What role does race play in how we process those emotions?
In my research, I found that people of color reported the most distressing feelings and were statistically significantly more likely to feel traumatized by the effects of climate change. They also reported feeling more fearful than white respondents.
They also reported feeling overwhelmed. This came up a lot in the interviews. What I didn’t expect, but it’s important to note, is that when it comes to parenting in the midst of climate change, people of color were the most likely to report positive or action-oriented emotions in my research, like motivation, determination, happiness, and optimism. Because this was a quantitative study, I wasn’t able to ask why they had those positive emotions.
But I can only imagine that this is because there’s a long history of people of color facing existential threats. Black and Indigenous people in particular have had to develop the tools to be resilient within their communities, families, and social movements. So I can only imagine that the response — motivation, joy, determination, happiness — comes from a sense of, “We’re going to survive, we’re going to endure, and we’re going to find a way to thrive no matter what the future holds.”
So does your work really highlight the importance of African-Americans and communities of color finding strength from their families in the face of these threats?
It’s not just family. In America, we can trace a long history of black people literally facing existential threats, going back to the very beginning of coming to this country through slavery, so one of the institutions that has always been so important to protect us from harm from the outside world is family, and not just family, but multigenerational family. And for us, that often includes chosen families.
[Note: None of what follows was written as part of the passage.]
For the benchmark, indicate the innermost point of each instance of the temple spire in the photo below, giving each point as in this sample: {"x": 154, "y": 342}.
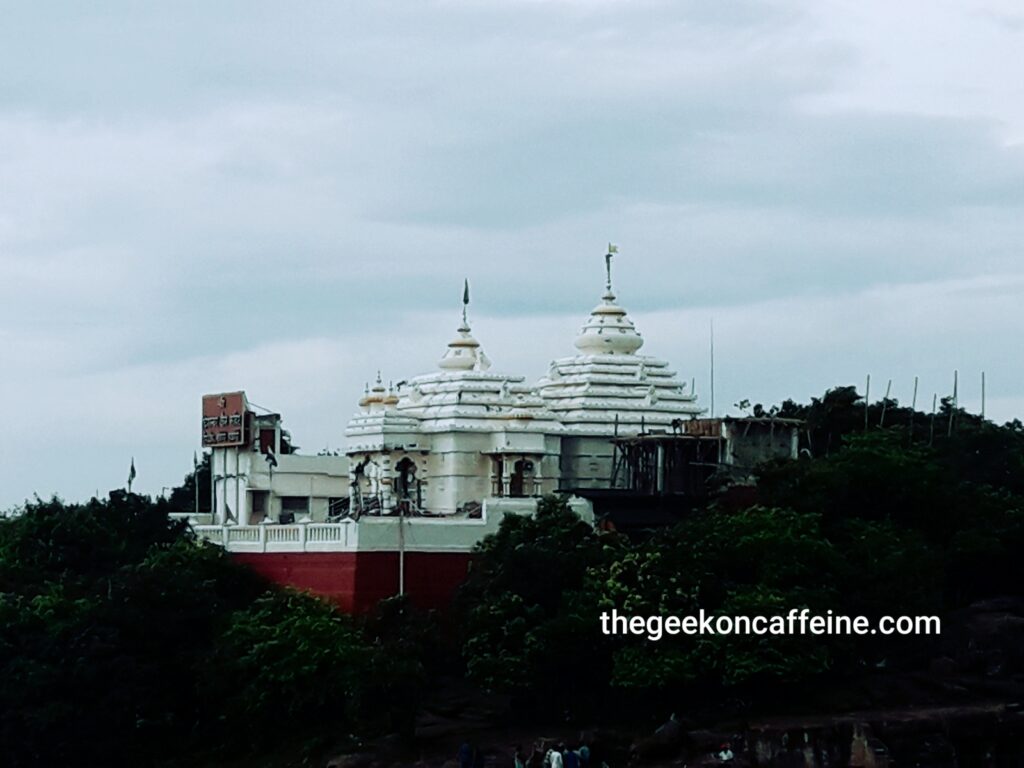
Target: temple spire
{"x": 612, "y": 250}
We all have “make cousins,” “make aunts,” and “make uncles” — people we’re not related to by blood. But that’s okay: they’re part of our family. Forging and maintaining these multigenerational bonds has always been important, not only to help us cope with greater existential threats, but also to make us stronger in a society where we often lack the resources and social support we need.
We often lack a social safety net that can provide the support we need. Other institutions provide that support. Churches, for example. Say what you want about the Black church. There are challenges, there have always been challenges, but the Black church has been a very important institution in African-American life, not just for religious reasons, but for social reasons. It was a very important institution throughout the civil rights movement.
And it provides a space of safety, solace, and community as a buffer against the many challenges of the outside world. How does all of this come back to climate anxiety and children’s issues? In the absence of studies that include African Americans, for example, we tend to assume that we don’t experience climate anxiety, or that if we do, it doesn’t have any impact on our children’s issues. But that’s not true.